The members of the panel, selected by health secretary and vaccine skeptic Robert F. Kennedy Jr., abandoned a vote at their most recent meeting in September that would have delayed the first hepatitis B vaccine dose for most newborns under federal recommendations.
Kennedy, an appointee of President Donald Trump, has been moving rapidly to rewrite U.S. vaccination policy, including dropping recommendations for COVID shots for pregnant women and children, directing states on limits to their vaccine mandates and cutting funding for mRNA-based vaccine research. Kennedy in June fired all 17 members of the CDC committee this year and replaced them with his own nominees.
Hepatitis B is a viral infection that causes liver inflammation. It primarily spreads through blood, semen or certain other body fluids.
Infants infected with hepatitis B at birth or during their first year of life have a 90% chance of developing a chronic infection, increasing the risk of serious liver disease such as cirrhosis or cancer.
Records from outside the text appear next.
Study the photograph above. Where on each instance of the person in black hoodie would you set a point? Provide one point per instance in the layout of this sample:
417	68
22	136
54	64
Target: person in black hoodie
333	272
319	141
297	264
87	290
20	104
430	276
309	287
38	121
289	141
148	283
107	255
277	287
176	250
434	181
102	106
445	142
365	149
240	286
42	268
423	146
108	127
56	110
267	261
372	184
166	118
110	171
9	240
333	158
The Federal Register entry said the meeting’s agenda will include discussions on vaccine safety, the childhood and adolescent immunization schedule and hepatitis B vaccines. It said the committee may vote on the hepatitis B shots, but did not provide additional details on the specifics of that vote.
In September, the panel considered voting on delaying the first shot of the hepatitis B vaccine – currently recommended to be given at birth – for any children whose mother tests negative for the disease.
That vote was to delay the first dose for those children until the child is at least one month old. But Trump and others have suggested the shot should be delayed until children are at least 12 years old.